LNG projects are notoriously expensive. We’ve covered the risk of “mega projects” in our earlier blog, but the days when LNG production assets and LNG tankers were only constructed against specific, and long-term, offtake agreements are long gone. Each project now represents a significant up-front cost, with timescales, and eventual returns, increasingly unpredictable, with cascades of delays or cancellations upsetting the already delicate (and seemingly in the LNG tanker sector, overheated) balance of demand and supply.
Even assuming there is no “second wave” of COVID-19, can those LNG producers and ship owners who have borrowed heavily to cover the construction phases of these assets still be confident of a worthwhile return over the life of the asset? Will banks be as prepared to underwrite the cost of the 60 proposed liquefaction projects and 200+ LNG tanker newbuildings discussed earlier, or are we entering stranded asset territory?
There remains significant optimism for the medium-term prospects for LNG. While the EU's 2030 Climate and Energy Framework is expected to have a significant impact on the demand for LNG imports on the continent, few analysts seem to be predicting a significant near-term reduction in global LNG demand (China perhaps growing more slowly that expected, and Japan/South Korea flatlining). Again, much depends on external influences, but given the investments to date, and those predicted, it seems impossible to put the genie of flexible LNG production back in the bottle.
One of the reasons that the US was so successful in getting exports off the ground was its flexibility. If you asked established LNG suppliers back in 2016 for a contract only two years in duration or a price clause not marked to crude oil, they would probably have declined, unless you were a strategically important buyer.

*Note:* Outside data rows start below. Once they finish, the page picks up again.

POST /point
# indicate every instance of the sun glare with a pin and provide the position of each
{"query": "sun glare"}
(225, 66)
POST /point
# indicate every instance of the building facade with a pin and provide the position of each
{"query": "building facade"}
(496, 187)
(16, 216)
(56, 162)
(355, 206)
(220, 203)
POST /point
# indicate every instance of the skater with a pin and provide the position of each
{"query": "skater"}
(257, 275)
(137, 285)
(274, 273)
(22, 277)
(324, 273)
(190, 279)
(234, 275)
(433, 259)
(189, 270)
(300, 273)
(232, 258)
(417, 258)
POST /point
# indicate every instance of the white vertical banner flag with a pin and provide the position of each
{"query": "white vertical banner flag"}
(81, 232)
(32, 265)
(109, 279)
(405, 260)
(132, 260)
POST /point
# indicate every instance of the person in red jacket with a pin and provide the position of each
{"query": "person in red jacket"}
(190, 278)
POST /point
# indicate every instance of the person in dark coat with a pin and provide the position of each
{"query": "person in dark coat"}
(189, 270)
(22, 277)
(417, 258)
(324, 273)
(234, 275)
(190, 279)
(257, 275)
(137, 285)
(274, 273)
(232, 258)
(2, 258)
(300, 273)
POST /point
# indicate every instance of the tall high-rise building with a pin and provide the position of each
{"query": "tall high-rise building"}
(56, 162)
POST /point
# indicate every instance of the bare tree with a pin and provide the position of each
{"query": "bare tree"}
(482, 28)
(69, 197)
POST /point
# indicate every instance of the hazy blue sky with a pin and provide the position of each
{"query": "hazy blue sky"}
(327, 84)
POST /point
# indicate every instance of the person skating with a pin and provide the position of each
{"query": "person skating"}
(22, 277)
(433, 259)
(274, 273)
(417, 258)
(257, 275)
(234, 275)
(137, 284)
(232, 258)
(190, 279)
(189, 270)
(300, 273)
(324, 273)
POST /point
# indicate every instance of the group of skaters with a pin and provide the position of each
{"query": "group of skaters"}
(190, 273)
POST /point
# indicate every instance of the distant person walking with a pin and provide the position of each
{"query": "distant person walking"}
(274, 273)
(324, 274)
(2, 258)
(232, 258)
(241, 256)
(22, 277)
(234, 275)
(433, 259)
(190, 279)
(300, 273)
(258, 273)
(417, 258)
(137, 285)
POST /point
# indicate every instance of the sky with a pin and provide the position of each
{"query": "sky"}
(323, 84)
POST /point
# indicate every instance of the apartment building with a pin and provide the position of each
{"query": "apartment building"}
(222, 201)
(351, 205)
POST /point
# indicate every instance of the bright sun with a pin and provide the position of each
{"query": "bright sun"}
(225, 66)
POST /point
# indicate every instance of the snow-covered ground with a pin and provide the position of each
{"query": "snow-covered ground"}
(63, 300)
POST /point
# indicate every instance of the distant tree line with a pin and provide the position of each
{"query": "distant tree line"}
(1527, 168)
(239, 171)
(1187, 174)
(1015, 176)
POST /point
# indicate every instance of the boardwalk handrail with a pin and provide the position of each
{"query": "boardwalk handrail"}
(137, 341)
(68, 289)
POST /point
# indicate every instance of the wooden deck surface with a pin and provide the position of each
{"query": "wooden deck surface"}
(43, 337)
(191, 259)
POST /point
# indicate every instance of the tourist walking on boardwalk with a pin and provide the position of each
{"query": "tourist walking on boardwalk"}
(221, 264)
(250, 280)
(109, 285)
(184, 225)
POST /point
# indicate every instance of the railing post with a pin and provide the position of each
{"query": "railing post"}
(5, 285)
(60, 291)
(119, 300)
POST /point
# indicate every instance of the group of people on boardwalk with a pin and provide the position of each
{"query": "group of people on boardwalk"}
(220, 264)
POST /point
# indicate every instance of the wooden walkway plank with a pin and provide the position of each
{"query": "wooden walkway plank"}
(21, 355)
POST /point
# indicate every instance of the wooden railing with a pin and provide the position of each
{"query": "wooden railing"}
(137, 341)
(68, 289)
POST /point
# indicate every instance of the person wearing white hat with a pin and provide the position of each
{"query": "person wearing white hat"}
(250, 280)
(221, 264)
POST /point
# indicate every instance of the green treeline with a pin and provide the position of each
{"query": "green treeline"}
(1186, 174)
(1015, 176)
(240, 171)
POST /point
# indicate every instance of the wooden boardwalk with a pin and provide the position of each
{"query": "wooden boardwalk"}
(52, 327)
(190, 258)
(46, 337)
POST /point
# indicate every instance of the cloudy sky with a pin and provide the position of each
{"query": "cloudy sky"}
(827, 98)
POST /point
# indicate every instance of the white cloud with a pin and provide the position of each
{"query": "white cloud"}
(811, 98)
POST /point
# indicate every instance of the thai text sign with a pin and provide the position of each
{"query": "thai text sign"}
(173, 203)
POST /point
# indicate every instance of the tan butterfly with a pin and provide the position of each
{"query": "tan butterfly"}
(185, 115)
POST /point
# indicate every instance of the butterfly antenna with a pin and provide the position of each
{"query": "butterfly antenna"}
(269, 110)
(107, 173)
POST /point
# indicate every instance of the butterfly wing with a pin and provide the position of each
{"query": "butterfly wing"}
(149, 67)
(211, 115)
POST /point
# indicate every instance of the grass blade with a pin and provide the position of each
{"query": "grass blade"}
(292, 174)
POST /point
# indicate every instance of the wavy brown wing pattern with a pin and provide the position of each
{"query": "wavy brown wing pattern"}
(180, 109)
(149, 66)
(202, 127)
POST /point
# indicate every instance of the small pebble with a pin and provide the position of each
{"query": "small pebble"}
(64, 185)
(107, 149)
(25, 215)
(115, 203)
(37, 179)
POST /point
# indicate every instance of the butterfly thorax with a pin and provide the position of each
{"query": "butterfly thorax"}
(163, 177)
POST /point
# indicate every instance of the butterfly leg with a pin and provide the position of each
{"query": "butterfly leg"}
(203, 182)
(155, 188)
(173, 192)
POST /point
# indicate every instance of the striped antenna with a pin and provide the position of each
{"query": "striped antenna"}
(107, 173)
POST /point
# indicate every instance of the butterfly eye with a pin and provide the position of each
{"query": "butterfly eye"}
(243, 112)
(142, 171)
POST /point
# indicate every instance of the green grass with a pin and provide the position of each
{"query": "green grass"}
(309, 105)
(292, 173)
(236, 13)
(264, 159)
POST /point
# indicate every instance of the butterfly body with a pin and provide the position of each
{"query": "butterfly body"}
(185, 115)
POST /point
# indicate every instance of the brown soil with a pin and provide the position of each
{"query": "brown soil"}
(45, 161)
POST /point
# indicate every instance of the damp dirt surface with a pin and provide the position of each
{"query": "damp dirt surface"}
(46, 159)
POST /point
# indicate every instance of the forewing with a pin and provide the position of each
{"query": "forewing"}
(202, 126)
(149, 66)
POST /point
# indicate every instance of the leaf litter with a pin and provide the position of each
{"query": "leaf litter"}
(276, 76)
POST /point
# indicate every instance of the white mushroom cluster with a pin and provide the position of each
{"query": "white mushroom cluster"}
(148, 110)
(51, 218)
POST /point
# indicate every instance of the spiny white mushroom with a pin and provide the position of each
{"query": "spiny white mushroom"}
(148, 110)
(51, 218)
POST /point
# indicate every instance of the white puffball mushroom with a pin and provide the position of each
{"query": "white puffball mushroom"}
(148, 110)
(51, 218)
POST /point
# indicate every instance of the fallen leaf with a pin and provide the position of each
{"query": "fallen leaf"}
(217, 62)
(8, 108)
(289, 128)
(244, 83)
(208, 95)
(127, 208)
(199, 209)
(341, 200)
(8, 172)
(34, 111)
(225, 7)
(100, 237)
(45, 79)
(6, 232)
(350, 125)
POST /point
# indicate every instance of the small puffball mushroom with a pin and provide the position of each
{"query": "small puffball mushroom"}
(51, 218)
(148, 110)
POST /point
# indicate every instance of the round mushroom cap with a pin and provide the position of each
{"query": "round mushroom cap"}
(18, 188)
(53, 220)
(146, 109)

US producers came in with much greater flexibility and gained a significant market share practically overnight, with a very diversified customer base. Arguably, when the recovery comes, and if the producers are still trading, these more flexible market participants are well-placed to stage a strong recovery, too.
The LNG tanker market may face significantly greater challenges, as owners seek profitable employment for those ships exposed to a spot market undermined by a supply/demand imbalance that shows no signs of correcting itself in the near/medium-term.